Caching

PBDB queries make HTTP requests that can be slow or rate-limited. PaleobiologyDB.jl provides three complementary caching mechanisms via the re-exported DataCaches.jl package.

set_autocaching! — global automatic caching

set_autocaching! enables transparent caching on every API call without requiring @filecache wrappers.

using PaleobiologyDB

# Enable for ALL autocache-enabled functions
PaleobiologyDB.set_autocaching!(true)

occs = pbdb_occurrences(base_name = "Canidae", interval = "Miocene")  # live fetch + cached
occs = pbdb_occurrences(base_name = "Canidae", interval = "Miocene")  # instant cache hit

# Disable
PaleobiologyDB.set_autocaching!(false)

Per-function control:

# Cache only occurrence queries
PaleobiologyDB.set_autocaching!(true, pbdb_occurrences)

# Cache occurrences and taxa
PaleobiologyDB.set_autocaching!(true, [pbdb_occurrences, pbdb_taxa])

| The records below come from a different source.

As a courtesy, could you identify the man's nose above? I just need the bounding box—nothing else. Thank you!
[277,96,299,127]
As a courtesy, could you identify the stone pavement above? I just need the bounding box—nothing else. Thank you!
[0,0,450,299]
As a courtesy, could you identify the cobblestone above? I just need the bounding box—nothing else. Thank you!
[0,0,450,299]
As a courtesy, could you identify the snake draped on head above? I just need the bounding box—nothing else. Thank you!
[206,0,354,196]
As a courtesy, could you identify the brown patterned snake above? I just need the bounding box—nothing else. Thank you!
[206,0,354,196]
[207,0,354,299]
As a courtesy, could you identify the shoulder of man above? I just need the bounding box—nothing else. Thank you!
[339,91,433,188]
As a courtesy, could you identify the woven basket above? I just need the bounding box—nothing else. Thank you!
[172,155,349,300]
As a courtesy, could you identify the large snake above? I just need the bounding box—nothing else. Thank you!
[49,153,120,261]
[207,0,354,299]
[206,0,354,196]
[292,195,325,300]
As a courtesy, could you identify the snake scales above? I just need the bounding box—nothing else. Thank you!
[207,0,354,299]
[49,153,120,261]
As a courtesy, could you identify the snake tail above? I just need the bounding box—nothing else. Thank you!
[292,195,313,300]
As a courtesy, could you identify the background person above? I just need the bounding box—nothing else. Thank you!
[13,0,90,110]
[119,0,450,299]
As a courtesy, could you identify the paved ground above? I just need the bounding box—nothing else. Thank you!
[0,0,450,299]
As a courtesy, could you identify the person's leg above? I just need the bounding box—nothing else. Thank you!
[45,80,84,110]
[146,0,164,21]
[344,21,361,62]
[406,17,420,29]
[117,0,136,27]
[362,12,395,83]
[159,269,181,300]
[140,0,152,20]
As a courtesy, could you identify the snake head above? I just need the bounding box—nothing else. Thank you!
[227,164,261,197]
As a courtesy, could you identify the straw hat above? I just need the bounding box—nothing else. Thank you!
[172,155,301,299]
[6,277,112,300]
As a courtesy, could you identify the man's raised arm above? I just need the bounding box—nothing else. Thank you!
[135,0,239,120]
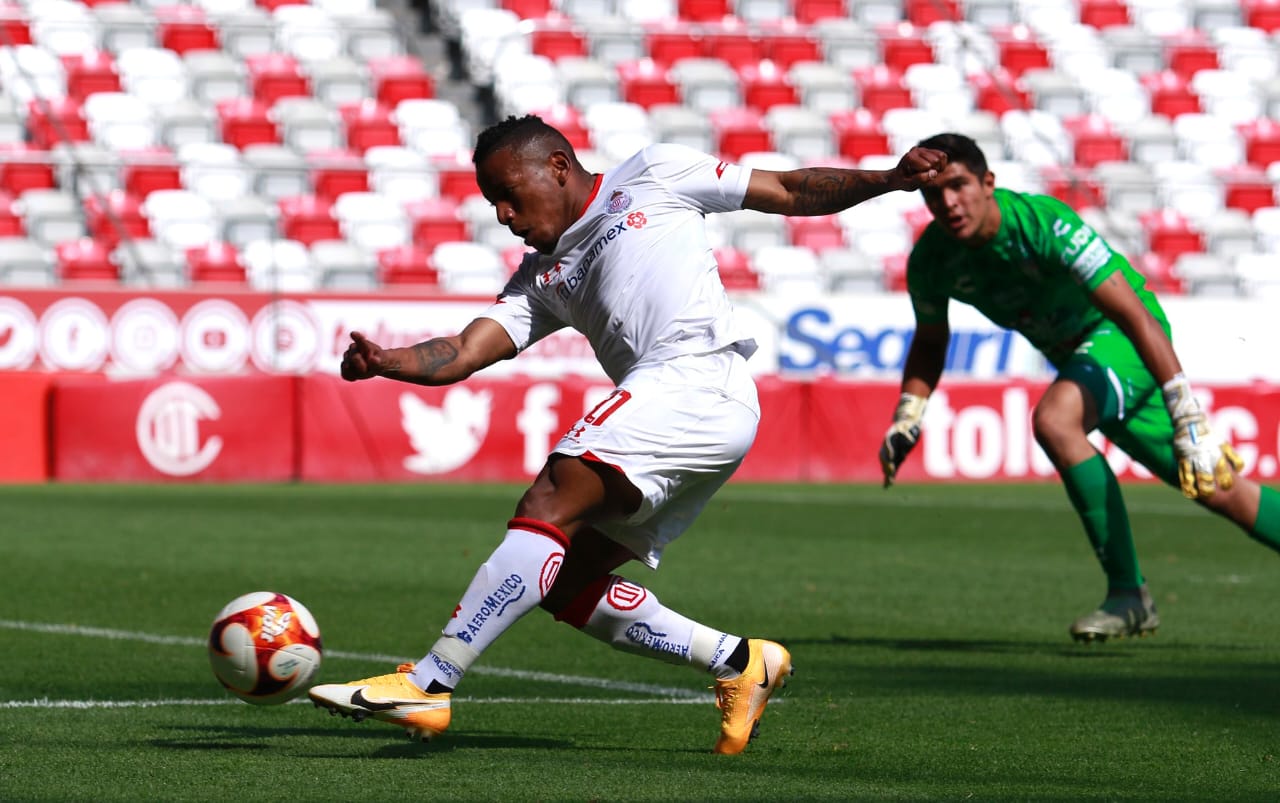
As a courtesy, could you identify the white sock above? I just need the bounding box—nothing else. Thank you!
[582,576,741,677]
[410,519,564,689]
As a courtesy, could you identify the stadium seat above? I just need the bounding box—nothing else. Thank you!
[110,238,187,289]
[737,61,800,114]
[1138,209,1204,260]
[54,237,120,282]
[1062,114,1129,168]
[183,50,248,104]
[151,5,221,55]
[84,190,151,251]
[186,242,247,284]
[244,53,311,108]
[378,245,440,288]
[852,65,915,117]
[617,59,680,109]
[142,190,218,251]
[61,50,120,102]
[14,190,86,246]
[367,56,435,109]
[338,99,401,154]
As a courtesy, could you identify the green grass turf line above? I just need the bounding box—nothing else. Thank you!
[0,483,1280,802]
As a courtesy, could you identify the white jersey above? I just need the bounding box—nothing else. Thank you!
[484,145,755,383]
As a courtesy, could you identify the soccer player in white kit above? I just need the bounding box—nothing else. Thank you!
[310,115,946,753]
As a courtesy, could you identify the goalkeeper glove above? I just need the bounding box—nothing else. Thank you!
[1162,374,1244,499]
[879,393,928,488]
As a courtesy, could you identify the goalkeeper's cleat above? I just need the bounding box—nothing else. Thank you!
[1071,585,1160,642]
[716,639,792,754]
[307,663,452,742]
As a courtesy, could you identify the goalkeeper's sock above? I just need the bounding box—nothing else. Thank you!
[410,519,568,689]
[1061,455,1143,589]
[556,575,746,680]
[1249,485,1280,552]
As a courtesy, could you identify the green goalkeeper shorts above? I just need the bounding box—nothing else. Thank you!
[1057,323,1178,485]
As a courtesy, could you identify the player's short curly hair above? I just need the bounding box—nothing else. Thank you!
[471,114,577,164]
[918,132,991,178]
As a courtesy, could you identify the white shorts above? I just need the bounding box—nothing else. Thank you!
[553,351,760,569]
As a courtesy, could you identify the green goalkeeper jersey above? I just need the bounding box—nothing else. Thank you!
[906,188,1169,368]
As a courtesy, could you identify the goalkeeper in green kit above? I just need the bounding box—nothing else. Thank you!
[879,133,1280,642]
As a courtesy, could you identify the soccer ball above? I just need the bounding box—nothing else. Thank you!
[209,592,321,706]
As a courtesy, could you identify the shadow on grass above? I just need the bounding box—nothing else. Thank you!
[147,725,573,758]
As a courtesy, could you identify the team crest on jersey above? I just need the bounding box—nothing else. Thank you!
[604,190,631,215]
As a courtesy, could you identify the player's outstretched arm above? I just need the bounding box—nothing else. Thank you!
[742,147,947,216]
[340,318,516,385]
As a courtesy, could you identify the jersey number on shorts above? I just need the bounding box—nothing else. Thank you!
[582,388,631,426]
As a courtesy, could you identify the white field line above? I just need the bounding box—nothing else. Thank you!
[0,619,712,707]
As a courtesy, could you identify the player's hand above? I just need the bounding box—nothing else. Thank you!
[892,146,947,190]
[879,393,927,488]
[340,332,383,382]
[1174,412,1244,499]
[1162,374,1244,499]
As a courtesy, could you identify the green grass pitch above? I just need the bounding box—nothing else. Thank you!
[0,483,1280,802]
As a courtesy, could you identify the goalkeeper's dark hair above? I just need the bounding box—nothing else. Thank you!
[471,114,577,164]
[918,132,991,178]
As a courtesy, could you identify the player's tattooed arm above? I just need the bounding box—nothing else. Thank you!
[742,147,946,216]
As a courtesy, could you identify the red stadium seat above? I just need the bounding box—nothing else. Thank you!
[676,0,733,22]
[991,24,1051,77]
[84,190,151,251]
[279,195,342,246]
[709,108,773,161]
[61,50,120,102]
[1216,165,1276,214]
[714,247,760,291]
[215,97,280,150]
[1139,69,1201,119]
[617,59,680,109]
[27,97,92,147]
[703,17,765,69]
[0,192,27,237]
[876,22,933,73]
[0,142,56,196]
[338,97,401,154]
[1062,114,1129,168]
[244,53,311,106]
[187,242,246,284]
[786,215,849,254]
[968,68,1034,117]
[831,109,891,161]
[1239,118,1280,169]
[759,19,824,72]
[645,19,703,67]
[54,237,120,282]
[1138,209,1204,260]
[152,5,221,55]
[1041,165,1106,209]
[737,61,800,113]
[1240,0,1280,33]
[1078,0,1133,29]
[305,149,369,202]
[854,64,915,117]
[120,147,183,199]
[529,14,588,61]
[369,56,435,109]
[906,0,964,27]
[1164,31,1219,81]
[378,245,440,287]
[404,197,470,248]
[791,0,855,26]
[0,3,31,47]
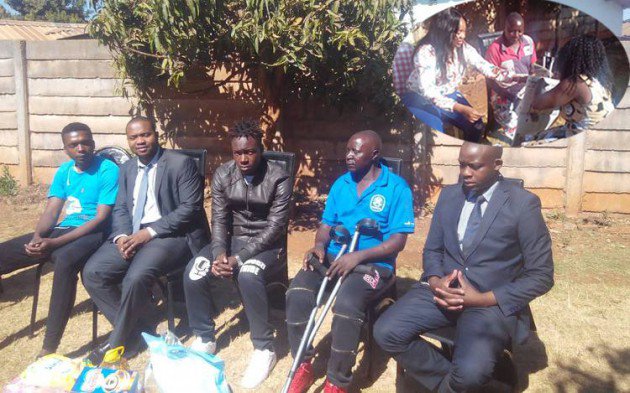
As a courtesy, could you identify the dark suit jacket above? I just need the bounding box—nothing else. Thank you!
[422,180,553,341]
[110,149,208,255]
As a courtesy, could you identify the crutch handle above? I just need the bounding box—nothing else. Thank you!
[308,254,328,276]
[352,265,375,276]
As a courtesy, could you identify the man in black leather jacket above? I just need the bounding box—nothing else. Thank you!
[184,121,293,388]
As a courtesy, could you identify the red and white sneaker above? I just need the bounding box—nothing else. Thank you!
[289,362,315,393]
[324,379,348,393]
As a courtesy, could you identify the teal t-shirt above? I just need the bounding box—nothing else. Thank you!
[48,156,118,227]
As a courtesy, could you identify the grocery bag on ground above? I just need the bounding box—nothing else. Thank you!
[3,354,81,393]
[142,332,231,393]
[72,367,141,393]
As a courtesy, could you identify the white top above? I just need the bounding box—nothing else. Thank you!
[407,42,512,112]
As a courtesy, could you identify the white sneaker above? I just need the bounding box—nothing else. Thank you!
[190,337,217,355]
[241,349,277,389]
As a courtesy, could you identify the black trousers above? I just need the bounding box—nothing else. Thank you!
[287,255,391,388]
[184,238,286,350]
[374,283,516,392]
[83,237,191,348]
[0,227,103,352]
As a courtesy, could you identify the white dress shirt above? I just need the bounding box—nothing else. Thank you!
[112,147,162,243]
[131,150,162,232]
[457,181,499,250]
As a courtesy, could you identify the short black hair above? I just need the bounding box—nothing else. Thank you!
[505,12,525,25]
[61,122,92,138]
[228,119,263,148]
[125,116,157,132]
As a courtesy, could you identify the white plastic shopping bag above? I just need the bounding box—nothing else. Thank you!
[142,333,231,393]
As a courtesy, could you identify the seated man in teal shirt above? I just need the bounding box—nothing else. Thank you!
[0,123,118,357]
[287,131,414,393]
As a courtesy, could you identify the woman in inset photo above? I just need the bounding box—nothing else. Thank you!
[401,8,513,142]
[532,35,615,141]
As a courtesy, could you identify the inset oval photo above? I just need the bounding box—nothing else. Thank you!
[393,0,629,146]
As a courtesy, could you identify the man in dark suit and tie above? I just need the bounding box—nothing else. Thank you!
[375,143,553,392]
[83,117,208,359]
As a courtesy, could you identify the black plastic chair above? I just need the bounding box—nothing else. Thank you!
[30,146,131,341]
[410,177,536,388]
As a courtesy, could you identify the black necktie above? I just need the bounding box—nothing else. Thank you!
[462,195,486,253]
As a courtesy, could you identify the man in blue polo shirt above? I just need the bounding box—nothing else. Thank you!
[0,123,118,357]
[287,130,414,393]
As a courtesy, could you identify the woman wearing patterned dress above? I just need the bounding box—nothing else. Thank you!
[532,35,615,140]
[402,8,512,142]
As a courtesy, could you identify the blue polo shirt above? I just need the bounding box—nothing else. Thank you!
[322,165,415,269]
[48,156,118,227]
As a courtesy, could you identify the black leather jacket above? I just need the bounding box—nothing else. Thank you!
[211,159,293,262]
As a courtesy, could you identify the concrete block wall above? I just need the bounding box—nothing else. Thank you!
[0,41,20,176]
[26,40,133,183]
[580,40,630,213]
[0,40,630,213]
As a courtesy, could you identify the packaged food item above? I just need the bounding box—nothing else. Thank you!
[5,354,81,391]
[72,367,139,393]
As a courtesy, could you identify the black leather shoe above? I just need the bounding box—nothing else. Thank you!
[83,342,110,367]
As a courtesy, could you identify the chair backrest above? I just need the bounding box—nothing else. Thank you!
[381,157,402,176]
[173,149,208,179]
[94,146,131,166]
[263,150,296,185]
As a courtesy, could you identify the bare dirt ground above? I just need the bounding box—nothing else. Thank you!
[0,190,630,392]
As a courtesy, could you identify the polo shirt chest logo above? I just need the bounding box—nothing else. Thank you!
[370,194,386,213]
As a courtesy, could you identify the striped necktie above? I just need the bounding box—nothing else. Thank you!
[133,164,151,233]
[462,195,486,254]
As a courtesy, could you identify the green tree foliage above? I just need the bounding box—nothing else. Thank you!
[6,0,86,22]
[90,0,412,106]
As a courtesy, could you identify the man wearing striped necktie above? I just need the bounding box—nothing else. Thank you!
[374,142,553,392]
[83,117,208,359]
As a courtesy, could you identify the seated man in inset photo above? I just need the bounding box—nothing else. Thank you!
[486,12,538,140]
[0,123,118,357]
[184,121,293,388]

# Remove a function from the autocache list
PaleobiologyDB.set_autocaching!(false, pbdb_occurrences)

Custom cache store:

using DataCaches
my_cache = DataCache(joinpath(homedir(), "Downloads", "dat"))
set_autocaching!(true; cache = my_cache)

Using @filecache explicitly while autocache is on is safe — autocache is suppressed for that call so the result is written exactly once.

@memcache — in-memory session memoization

@memcache caches results in RAM for the duration of the current Julia session. No files are written; the cache is lost when Julia exits.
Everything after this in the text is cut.